“The Woman Next Door” de Yewande Omotoso

Aime ton voisin : plus facile à dire qu'à faire !

Ce roman faisait partie des finalistes du Prix Dublin Literary Award. Voilà comment je l'ai découvert. Il n'est pas encore traduit en français, et d'ailleurs je n'ai vu aucun des romans de cette architecte et écrivaine sud-africaine traduits en français. Mais puisque j'ai aimé le lire, j'ai décidé de vous en parler d'autant plus qu'il fait écho à plusieurs autres de mes lectures récentes qui s'appuient sur les rapports de voisinage pour bâtir une belle histoire.
Le roman prend pour décor une résidence qui abrite de belles maisons, existant depuis plusieurs générations dans un beau quartier de Cape Town en Afrique du Sud. L'intrigue tourne autour de deux personnages principalement, Marion et Hortense. L'une est architecte, blanche sud-africaine de plusieurs générations ; l'autre est designer de textile, noire, mariée à un homme blanc et résidant en Afrique du Sud depuis une vingtaine d'années. Elles sont voisines. Toutes deux participent aux réunions du syndicat des co-propriétaires présidée par Marion. L'une est sexagénaire, l'autre est octogénaire. Toutes deux ont un caractère bien trempé. Elles se détestent mutuellement. Jusqu'au jour où par une suite de hasards accidentels elles vont être amenées à cohabiter temporairement !

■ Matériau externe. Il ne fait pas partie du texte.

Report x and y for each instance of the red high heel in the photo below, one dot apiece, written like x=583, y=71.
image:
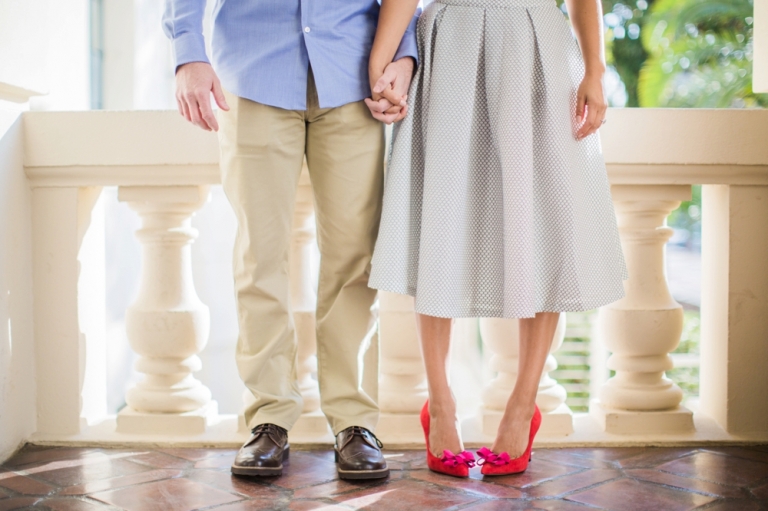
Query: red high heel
x=500, y=464
x=456, y=465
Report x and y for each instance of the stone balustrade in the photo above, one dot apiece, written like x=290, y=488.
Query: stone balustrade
x=163, y=167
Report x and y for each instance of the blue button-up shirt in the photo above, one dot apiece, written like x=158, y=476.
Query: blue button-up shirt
x=262, y=49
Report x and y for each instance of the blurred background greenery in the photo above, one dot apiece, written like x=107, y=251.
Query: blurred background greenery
x=680, y=53
x=675, y=54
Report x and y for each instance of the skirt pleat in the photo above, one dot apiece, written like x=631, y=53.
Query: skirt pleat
x=491, y=207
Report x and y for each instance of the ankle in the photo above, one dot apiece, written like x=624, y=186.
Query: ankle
x=442, y=406
x=519, y=412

Voilà ! Une fois qu'on a posé le décor vous imaginez bien que tout peut se passer. Mais ce qui m'a été agréable avant tout a été la douceur de l'écrivaine pour nous raconter tranquillement et lentement le passé et l'histoire de chacune de ces deux femmes, et ce faisant de nous donner une meilleure idée de leur époque, de leur environnement et de ce pays sorti désormais de l'apartheid. Sorti de l'apartheid veut dire héritant de ce passé et tentant d'évoluer. Le parcours de chacune de ces femmes est simple, leur histoire, leurs vécus, amours et travail, famille et maternité, très universel. Mais de nos jours les écrivains ont une plume rapide et tranchante, ce n'est pas le cas de Yewande Omotoso. Elle prend son temps, révèle les choses par petites touches, progressivement et sans se hâter. C'est ainsi que nous rentrons dans la peau des personnages, que nous arrivons à les comprendre et à les accepter. Mais c'est encore plus joli lorsqu'on réalise que c'est le cheminement de chacune de ces femmes : elles se souviennent de ce qu'elles ont vécu, de ce qu'elles ont été et petit à petit acceptent les travers du destin et leur part de faute, de défaillances.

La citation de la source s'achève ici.